Reliance Comm to merge three divisions, 10 % staff to be redundant
05 Sep 2011
Reliance Communications, India's second largest telecom service provider by subscribers, is merging its three business divisions, a move that will make about 10 per cent of its 7,000 executives redundant and result in redeployment of another 2,000 employees to 'field functions'.
The telco will collapse its existing business units that are carved out geographically - north, south and east - into a single entity reporting to a chief operating officer, who will be recruited from outside by month-end, The Economic Times reported, quoting executives with direct knowledge of the development.

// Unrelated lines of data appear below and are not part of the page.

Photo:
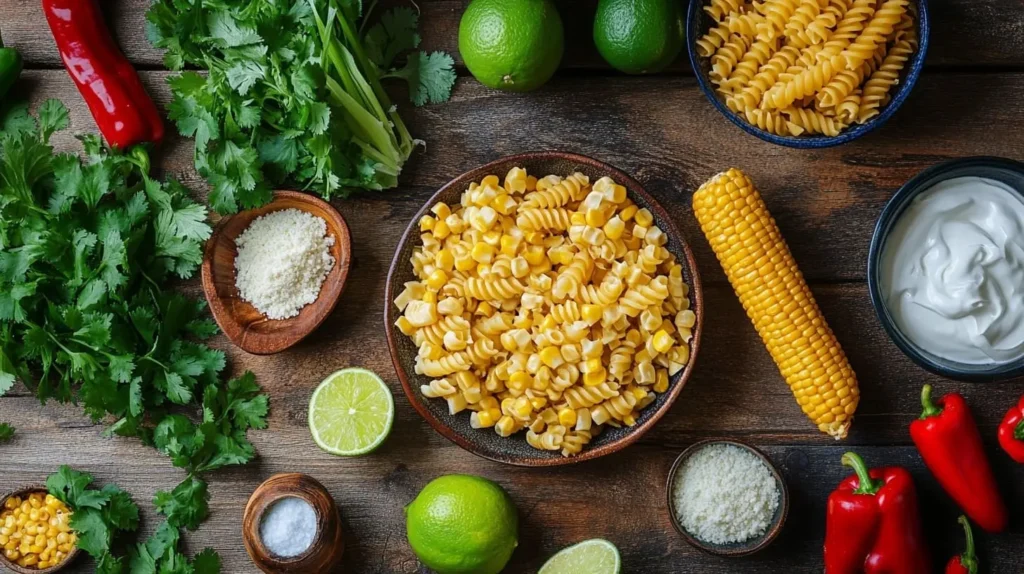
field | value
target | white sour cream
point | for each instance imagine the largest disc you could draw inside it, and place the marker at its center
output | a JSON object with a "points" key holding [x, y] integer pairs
{"points": [[952, 271]]}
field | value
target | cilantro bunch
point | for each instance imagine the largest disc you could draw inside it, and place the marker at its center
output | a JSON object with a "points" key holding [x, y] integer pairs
{"points": [[100, 516], [292, 93], [88, 251]]}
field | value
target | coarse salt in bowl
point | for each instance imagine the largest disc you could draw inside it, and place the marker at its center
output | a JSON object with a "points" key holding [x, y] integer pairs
{"points": [[726, 497]]}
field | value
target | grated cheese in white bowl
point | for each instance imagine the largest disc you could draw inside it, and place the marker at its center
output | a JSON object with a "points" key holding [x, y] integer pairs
{"points": [[724, 494], [283, 260]]}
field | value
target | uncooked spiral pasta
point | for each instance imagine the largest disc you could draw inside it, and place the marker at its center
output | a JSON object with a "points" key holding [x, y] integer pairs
{"points": [[803, 67], [748, 67], [726, 58], [877, 88], [751, 95], [493, 290], [875, 34], [559, 194], [777, 14], [554, 219], [848, 109], [549, 306], [814, 122], [718, 9]]}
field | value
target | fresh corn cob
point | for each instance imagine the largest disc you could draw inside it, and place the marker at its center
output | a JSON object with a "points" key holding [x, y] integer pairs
{"points": [[748, 244]]}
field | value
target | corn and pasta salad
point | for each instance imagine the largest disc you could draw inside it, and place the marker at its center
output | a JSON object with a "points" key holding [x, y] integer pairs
{"points": [[549, 306]]}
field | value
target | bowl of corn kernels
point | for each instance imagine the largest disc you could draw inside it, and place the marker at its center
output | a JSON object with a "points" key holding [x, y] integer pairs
{"points": [[35, 532], [543, 310]]}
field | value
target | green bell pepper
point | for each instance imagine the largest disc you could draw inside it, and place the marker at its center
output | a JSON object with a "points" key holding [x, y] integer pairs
{"points": [[10, 68]]}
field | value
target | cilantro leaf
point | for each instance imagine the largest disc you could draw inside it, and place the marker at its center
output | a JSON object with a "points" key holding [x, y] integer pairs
{"points": [[431, 77], [186, 505], [52, 117]]}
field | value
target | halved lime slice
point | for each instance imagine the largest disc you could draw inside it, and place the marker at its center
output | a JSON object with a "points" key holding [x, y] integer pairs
{"points": [[590, 557], [351, 412]]}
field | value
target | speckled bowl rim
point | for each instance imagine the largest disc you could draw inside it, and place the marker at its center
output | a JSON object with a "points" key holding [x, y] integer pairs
{"points": [[694, 29], [890, 215], [548, 458], [740, 548], [72, 556]]}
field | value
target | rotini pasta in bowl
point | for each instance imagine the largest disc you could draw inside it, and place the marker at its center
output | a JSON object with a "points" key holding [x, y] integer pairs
{"points": [[543, 309], [807, 73]]}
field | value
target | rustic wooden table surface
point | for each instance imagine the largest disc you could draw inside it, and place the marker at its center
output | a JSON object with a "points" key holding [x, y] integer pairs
{"points": [[969, 101]]}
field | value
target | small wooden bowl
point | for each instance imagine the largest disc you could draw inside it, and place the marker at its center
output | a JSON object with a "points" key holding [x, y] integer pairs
{"points": [[328, 545], [246, 326], [737, 548], [24, 492], [485, 442]]}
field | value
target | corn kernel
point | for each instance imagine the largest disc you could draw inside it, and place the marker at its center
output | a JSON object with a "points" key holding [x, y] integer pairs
{"points": [[596, 218], [510, 245], [444, 260], [595, 378], [552, 357], [482, 253], [663, 341], [436, 279], [440, 230], [535, 255], [644, 217]]}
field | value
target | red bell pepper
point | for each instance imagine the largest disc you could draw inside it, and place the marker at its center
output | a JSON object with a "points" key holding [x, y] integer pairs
{"points": [[1012, 432], [950, 444], [872, 525], [123, 109], [966, 563]]}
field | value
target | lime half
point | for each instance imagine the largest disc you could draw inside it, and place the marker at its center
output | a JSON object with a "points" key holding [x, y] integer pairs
{"points": [[589, 557], [351, 412]]}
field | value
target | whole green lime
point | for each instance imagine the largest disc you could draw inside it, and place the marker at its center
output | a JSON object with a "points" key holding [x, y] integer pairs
{"points": [[512, 45], [639, 36], [462, 524]]}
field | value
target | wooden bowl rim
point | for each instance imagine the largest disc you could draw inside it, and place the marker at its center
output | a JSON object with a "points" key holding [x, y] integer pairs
{"points": [[334, 283], [739, 550], [634, 433], [259, 505], [19, 570]]}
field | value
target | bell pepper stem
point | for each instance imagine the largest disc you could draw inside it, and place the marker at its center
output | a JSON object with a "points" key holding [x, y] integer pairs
{"points": [[866, 485], [969, 559], [930, 409]]}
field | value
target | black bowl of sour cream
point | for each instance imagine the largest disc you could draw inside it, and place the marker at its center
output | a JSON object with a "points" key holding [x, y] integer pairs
{"points": [[945, 268]]}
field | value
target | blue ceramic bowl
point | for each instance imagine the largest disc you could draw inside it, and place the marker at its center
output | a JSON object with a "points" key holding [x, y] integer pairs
{"points": [[1007, 171], [697, 24]]}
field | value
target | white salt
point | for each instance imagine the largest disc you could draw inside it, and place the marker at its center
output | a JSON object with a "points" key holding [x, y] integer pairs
{"points": [[288, 527], [725, 494]]}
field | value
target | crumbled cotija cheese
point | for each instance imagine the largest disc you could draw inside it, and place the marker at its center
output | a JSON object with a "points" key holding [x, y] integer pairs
{"points": [[283, 260], [725, 494]]}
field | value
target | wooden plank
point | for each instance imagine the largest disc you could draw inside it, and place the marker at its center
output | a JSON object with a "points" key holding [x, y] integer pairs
{"points": [[826, 201], [621, 497], [968, 33]]}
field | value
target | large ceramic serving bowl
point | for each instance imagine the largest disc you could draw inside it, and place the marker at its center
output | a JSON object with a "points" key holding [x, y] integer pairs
{"points": [[484, 442], [1007, 171], [697, 24]]}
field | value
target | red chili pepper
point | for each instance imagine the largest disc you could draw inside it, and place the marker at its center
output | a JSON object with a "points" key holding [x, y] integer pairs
{"points": [[966, 563], [123, 109], [872, 524], [950, 444], [1012, 432]]}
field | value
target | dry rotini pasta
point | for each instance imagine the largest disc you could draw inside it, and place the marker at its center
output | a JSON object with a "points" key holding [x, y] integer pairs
{"points": [[548, 306], [806, 67]]}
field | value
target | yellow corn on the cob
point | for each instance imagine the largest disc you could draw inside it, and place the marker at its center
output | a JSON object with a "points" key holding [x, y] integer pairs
{"points": [[748, 244]]}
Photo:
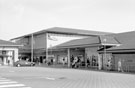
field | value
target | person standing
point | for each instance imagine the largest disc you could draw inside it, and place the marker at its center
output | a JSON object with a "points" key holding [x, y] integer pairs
{"points": [[120, 66]]}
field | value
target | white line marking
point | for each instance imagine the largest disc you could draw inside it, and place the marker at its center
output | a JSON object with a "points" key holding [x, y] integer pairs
{"points": [[12, 85], [4, 80], [50, 78], [8, 82]]}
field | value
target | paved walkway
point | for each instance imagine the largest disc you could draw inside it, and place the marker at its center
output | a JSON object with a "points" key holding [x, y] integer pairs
{"points": [[6, 83], [74, 78]]}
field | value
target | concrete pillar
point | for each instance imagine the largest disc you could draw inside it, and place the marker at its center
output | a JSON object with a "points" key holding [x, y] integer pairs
{"points": [[16, 55], [69, 62], [99, 62]]}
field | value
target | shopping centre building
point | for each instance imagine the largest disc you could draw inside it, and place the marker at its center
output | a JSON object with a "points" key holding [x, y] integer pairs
{"points": [[66, 46], [8, 52]]}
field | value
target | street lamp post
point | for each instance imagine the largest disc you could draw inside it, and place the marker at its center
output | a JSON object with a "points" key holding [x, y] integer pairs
{"points": [[104, 49]]}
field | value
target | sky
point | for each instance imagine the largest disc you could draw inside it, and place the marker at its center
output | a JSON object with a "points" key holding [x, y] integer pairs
{"points": [[20, 17]]}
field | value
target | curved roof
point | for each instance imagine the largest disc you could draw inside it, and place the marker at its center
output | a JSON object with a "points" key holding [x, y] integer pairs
{"points": [[62, 30], [7, 43]]}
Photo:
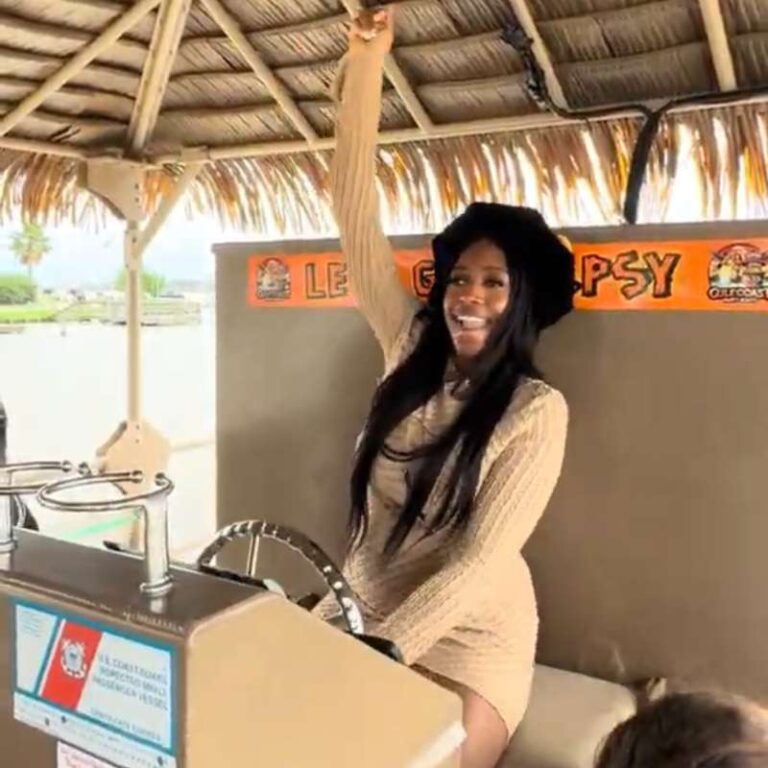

All support functions like customer services, IT operations, networks and products, among others, will be moved to a newly-created 'services division'. After restructuring, about 75 per cent of the Reliance Communications's employees will do 'field roles' to drive sales execution as against 60 per cent currently.
Earlier, the newspaper had reported merging of business verticals by Bharti Airtel and Tata Teleservices, a move that was feared to reduce employee count.
Reliance Communications chief executive officer (wireless) Sayed Safawi said the Anil Ambani group company was undertaking a 'structural rationalisation, including organisational de-layering, and making few key changes the leadership team'.
"Eventually it may result in significant slimming of the organisation as a whole, especially at the back-end functional level, though the potential number impact is yet to be assessed," he said and clarified that the 'restructuring was not about head count rationalisation, but getting right resources at right places'.